Ces lieux répondent aussi à un objectif de tranquillité publique au profit des riverains (habitants et commerçants), qui pour l’instant sont confrontés aux nuisances liées à la pratique de l’injection de drogues dans la rue (en particulier le matériel d’injection usagé abandonné sur la voie publique et les injections qui peuvent s’effectuer dans les cages d’escalier ou les parkings). L’évaluation du dispositif à l’étranger conclut à son efficacité notamment pour « pacifier » l’espace public. L’évaluation avant et après l’ouverture d’une salle fait apparaître une réduction des scènes ouvertes de drogues, des nuisances, des intrusions dans les halls et les caves, une diminution des seringues abandonnées sur la voie publique ainsi que de la délinquance pouvant être liée à l’usage de drogues.

 

Les SCMR, d’abord une expérimentation qui sera évaluée

L’expertise collective menée par l'Inserm en 2010, concernait de manière générale les stratégies de réduction des risques associées à la consommation de stupéfiants. Cette expertise préconisait déjà la mise en place de dispositifs d’injection supervisés en France dans le cadre d’une expérimentation (à savoir accompagnée d’une évaluation du dispositif). Ces recommandations s’appuyaient notamment sur les résultats de plusieurs évaluations scientifiques dont une réalisée à Vancouver et qui a fait l’objet de nombreuses publications scientifiques internationales dont l’une dans la prestigieuse revue du Lancet en 2011. L’évaluation a ainsi démontré l’efficacité de ces dispositifs pour attirer des injecteurs à haut risque de contraction du VIH et de l’hépatite C vers des structures de soin, réduire le nombre d’overdoses mortelles, diminuer de manière significative les problèmes sécuritaires liés à l’usage de stupéfiants et en particulier les nuisances pour les riverains.

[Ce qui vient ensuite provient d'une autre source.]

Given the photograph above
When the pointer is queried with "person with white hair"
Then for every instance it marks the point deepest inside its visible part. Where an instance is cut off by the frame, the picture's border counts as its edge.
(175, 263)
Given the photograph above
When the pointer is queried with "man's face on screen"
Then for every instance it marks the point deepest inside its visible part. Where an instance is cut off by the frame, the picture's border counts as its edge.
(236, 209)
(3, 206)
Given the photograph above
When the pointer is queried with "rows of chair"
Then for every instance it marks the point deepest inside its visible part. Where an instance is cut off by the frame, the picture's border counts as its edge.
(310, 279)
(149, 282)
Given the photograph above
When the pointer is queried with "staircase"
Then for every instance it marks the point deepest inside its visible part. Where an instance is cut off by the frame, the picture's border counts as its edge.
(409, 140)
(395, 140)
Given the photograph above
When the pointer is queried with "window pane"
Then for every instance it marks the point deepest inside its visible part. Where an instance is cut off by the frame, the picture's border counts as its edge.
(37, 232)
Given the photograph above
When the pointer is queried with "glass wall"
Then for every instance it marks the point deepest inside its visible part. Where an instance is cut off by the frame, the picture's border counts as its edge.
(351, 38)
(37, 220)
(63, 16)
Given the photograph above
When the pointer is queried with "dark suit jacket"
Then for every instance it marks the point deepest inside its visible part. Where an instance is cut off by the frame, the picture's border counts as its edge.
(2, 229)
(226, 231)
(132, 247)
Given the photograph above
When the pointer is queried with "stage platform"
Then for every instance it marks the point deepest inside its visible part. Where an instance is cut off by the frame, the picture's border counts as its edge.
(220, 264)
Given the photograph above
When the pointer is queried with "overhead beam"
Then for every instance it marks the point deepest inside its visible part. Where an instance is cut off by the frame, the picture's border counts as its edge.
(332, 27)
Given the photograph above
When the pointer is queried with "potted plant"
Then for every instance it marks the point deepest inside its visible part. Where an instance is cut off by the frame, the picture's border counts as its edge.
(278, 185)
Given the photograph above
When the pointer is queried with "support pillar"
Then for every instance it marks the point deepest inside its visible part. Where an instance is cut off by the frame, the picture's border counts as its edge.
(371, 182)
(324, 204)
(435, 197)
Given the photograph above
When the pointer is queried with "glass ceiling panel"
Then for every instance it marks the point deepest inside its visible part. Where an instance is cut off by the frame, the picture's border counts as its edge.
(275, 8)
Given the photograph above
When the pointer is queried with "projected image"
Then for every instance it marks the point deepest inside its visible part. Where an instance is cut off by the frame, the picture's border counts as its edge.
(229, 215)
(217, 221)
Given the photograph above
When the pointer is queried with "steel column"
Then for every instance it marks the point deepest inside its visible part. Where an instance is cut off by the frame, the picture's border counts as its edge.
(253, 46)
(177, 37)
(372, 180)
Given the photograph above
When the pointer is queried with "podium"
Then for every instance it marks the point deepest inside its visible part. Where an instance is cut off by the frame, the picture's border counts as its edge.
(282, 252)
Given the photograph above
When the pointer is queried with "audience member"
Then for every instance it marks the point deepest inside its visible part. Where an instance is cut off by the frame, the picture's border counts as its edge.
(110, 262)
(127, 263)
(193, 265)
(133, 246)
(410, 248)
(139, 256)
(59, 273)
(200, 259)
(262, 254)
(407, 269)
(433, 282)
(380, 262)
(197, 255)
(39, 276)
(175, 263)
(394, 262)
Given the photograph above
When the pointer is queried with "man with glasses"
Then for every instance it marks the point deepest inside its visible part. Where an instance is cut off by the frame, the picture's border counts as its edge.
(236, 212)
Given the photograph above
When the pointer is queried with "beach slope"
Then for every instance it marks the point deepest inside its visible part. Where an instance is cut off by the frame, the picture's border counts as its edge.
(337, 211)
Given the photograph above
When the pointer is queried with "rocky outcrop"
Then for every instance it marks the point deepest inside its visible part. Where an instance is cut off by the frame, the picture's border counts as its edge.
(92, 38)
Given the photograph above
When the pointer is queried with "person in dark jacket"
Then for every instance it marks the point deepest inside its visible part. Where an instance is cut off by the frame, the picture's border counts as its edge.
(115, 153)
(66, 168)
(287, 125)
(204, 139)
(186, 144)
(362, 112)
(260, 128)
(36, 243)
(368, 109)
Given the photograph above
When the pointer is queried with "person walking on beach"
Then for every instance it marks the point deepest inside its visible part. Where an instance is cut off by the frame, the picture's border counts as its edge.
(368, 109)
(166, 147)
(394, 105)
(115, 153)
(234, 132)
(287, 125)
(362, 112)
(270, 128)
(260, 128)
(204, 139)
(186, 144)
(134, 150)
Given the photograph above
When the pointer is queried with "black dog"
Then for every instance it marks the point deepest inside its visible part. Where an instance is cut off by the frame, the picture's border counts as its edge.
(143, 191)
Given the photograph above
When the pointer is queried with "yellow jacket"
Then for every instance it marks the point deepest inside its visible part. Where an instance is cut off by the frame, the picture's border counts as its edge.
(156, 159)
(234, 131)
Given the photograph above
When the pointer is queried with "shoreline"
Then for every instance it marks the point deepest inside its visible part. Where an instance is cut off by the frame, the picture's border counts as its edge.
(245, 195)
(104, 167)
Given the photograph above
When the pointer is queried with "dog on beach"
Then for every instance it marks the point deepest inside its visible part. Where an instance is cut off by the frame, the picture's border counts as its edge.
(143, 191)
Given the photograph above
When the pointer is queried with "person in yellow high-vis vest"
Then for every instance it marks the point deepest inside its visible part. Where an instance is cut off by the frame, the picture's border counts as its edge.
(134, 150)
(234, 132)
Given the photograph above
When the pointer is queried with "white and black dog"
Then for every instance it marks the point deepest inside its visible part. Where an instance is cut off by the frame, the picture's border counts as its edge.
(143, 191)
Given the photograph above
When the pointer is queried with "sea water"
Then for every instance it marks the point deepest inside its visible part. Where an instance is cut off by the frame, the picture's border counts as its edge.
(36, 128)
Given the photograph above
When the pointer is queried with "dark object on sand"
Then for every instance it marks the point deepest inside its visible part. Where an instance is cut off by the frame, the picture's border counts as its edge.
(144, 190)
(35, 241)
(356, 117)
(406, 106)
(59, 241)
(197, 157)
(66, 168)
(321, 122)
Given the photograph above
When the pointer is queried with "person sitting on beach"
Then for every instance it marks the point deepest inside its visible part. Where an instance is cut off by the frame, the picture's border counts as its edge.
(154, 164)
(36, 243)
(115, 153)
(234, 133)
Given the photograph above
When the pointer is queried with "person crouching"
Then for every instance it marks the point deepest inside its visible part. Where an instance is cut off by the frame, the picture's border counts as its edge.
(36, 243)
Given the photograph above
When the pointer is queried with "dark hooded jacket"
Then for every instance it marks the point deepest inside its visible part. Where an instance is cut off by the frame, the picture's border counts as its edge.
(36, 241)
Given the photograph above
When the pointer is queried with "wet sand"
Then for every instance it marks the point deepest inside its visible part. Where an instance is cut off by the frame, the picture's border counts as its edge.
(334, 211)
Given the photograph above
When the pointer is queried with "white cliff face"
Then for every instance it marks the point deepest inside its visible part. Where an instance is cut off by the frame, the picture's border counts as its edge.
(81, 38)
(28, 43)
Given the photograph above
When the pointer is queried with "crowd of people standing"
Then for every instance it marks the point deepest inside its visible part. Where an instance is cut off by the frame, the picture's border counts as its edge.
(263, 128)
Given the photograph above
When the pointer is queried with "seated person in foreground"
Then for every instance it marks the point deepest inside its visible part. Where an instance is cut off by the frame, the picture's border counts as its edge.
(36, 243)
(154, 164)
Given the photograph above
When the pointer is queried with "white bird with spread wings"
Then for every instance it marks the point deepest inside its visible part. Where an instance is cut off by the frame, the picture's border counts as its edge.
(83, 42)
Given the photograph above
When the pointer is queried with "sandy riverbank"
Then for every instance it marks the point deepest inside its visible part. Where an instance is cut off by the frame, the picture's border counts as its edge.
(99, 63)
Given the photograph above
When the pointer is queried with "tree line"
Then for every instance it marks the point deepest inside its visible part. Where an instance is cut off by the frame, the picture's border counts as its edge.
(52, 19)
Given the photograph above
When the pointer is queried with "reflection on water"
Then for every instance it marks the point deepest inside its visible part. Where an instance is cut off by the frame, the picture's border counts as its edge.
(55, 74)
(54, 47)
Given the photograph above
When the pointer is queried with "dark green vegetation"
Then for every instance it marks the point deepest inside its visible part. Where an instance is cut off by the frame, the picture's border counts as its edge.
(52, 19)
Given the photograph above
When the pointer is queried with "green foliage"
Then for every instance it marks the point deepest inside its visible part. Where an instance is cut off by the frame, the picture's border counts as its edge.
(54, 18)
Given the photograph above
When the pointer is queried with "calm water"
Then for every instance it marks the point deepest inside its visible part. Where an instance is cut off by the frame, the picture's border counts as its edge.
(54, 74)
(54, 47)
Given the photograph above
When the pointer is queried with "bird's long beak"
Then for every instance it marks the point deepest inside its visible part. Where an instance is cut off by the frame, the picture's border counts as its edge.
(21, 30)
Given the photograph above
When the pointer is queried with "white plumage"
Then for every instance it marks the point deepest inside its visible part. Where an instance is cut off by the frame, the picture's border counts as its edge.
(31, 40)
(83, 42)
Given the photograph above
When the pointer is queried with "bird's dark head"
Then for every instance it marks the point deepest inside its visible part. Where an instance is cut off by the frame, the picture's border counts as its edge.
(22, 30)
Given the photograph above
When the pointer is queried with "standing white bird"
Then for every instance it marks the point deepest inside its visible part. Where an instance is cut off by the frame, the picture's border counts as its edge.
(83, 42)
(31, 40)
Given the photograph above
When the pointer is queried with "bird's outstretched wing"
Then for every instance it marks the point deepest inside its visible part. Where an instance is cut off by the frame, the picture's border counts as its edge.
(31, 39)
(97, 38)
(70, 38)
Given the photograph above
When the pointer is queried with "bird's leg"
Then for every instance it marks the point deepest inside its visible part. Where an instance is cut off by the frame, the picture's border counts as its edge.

La Mission interministérielle de lutte contre les drogues et les conduites addictives a été chargée par la ministre des affaires sociales, de la santé et des droits des femmes, de la coordination de l’expérimentation des salles de consommation à moindre risque. C’est après une période d’expérimentation d’une durée de six ans permettant leur évaluation, que la question se posera de la pérennité du dispositif. Il ne s’agit donc pas d’installer d’ores et déjà durablement le dispositif. L’évaluation indépendante sera menée par l’INSERM. Son objectif est d’évaluer la pertinence des salles d’injection à moindre risque en termes de morbidité et de mortalité des usagers de drogues, de pratiques à risque, notamment d’exposition au VIH et aux hépatites, d’évolution de l’ordre public, d’accès aux soins et aux dépistages du VIH et du VHC, de satisfaction des usagers et des riverains ainsi que de l’aide à l’insertion sociale. Une recherche sociologique sur un volet acceptabilité sociale et par les riverains des salles de consommation viendra compléter l’évaluation.

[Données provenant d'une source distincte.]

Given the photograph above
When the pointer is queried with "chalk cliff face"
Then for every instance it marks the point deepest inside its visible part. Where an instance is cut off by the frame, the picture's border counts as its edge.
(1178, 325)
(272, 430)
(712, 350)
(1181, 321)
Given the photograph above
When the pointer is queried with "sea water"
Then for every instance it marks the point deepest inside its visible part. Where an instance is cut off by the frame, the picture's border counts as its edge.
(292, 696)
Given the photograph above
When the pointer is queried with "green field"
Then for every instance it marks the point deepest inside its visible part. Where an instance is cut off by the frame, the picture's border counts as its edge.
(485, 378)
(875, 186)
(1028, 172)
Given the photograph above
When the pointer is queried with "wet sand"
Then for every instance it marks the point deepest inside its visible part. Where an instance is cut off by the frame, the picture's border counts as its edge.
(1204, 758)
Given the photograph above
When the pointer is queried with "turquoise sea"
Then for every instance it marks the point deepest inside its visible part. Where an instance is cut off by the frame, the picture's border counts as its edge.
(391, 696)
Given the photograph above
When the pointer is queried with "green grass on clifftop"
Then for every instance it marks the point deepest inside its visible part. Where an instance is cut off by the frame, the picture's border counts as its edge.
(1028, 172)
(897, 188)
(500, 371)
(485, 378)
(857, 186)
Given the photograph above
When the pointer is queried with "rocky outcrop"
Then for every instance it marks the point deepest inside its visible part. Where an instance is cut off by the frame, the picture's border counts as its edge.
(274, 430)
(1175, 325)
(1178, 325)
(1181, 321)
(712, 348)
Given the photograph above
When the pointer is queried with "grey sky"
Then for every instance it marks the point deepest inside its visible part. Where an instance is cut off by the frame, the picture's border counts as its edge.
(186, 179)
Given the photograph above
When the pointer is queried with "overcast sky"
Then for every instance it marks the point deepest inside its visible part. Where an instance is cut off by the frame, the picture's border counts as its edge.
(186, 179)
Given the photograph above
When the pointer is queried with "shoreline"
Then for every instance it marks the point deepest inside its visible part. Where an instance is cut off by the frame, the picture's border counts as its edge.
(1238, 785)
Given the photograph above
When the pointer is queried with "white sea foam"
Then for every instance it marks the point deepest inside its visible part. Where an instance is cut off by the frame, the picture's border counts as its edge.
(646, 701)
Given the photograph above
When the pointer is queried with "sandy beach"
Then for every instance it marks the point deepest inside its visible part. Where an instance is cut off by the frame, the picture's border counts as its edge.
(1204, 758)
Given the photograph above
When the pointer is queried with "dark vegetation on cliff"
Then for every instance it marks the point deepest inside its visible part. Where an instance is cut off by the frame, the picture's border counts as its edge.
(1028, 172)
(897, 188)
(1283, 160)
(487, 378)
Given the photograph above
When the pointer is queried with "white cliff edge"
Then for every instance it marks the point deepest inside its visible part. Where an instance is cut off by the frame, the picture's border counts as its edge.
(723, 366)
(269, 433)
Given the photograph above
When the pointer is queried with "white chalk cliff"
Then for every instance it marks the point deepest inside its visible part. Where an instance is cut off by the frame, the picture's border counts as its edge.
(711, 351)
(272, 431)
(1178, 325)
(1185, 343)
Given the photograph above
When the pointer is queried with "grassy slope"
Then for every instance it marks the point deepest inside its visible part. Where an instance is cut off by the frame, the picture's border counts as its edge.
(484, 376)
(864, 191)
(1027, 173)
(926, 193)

En aucun cas le dispositif des SCMR ne s’inscrit dans une logique de banalisation de la consommation : il ne s’agit pas de salles de confort pour fumeurs de cannabis, mais de dispositifs qui sont mis en place dans le prolongement des autres actions de réduction des risques mises en œuvre depuis plus de 20 ans en France. De la même manière, on n’encourage pas les personnes à consommer en leur distribuant des seringues propres. Ce prolongement est justifié par la nécessité d’élargir la palette des actions de RDR pour toucher les personnes les plus éloignées des dispositifs et dans un souci d’inscrire la réduction des risques dans la politique de réduction des inégalités de santé.

L’expérimentation pourra être mise en œuvre suite au vote du Projet de loi de modernisation de notre système de santé (article 9).